Boone Technologies, a small manufacturer of unusual machined metal bike parts and chainrings, has released a new crankset dubbed the Cranx!.
CNC-machined out of billet aluminium, the cranks have a cuttlebone-esque shape that is said to offer “excellent aerodynamic drag reduction”, at a claimed weight of 245g per crank arm.
The shape is supposedly what makes these cranks aero.
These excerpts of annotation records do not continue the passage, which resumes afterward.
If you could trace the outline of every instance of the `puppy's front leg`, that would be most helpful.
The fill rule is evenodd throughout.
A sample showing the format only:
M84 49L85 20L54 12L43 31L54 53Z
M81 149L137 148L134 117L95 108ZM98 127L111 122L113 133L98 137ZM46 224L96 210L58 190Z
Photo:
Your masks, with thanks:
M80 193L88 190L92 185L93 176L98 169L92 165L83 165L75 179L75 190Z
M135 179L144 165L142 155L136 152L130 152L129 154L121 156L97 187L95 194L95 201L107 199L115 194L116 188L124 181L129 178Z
We’re not sure if the dimples are simply cosmetic or also intended to reduce drag.
The rear of the crank is CNC-machined to reduce weight.
The crankset can be used with Boone Technologies’ own titanium direct-mount chainrings, or with its CNC-machined aluminium spiders.
Available in a polished finish, and a single crank length of 175mm, the Cranx! crankset is designed to work with a BB30 bottom bracket spindle.
The price for the cranks alone is a cool $495, but this obviously reflects their small-scale production and niche design.
There’s no data to back up the aero claims, but these cranks look really cool and that surely counts for a lot.
In terms of the claimed aerodynamic benefits, the overall shape is clearly promising – fish shapes are good, aerodynamically (or should that be hydrodynamically?) – but Boone Technologies hasn’t put any figures forward. It looks like this claim may simply be the result of the eyeball-test alone.
Likewise, the single length of 175mm is probably too long for many modern aero-aficionados. Given the Cranx! is targeted primarily at a mountain bike audience, however, these things probably won’t be of major concern to many.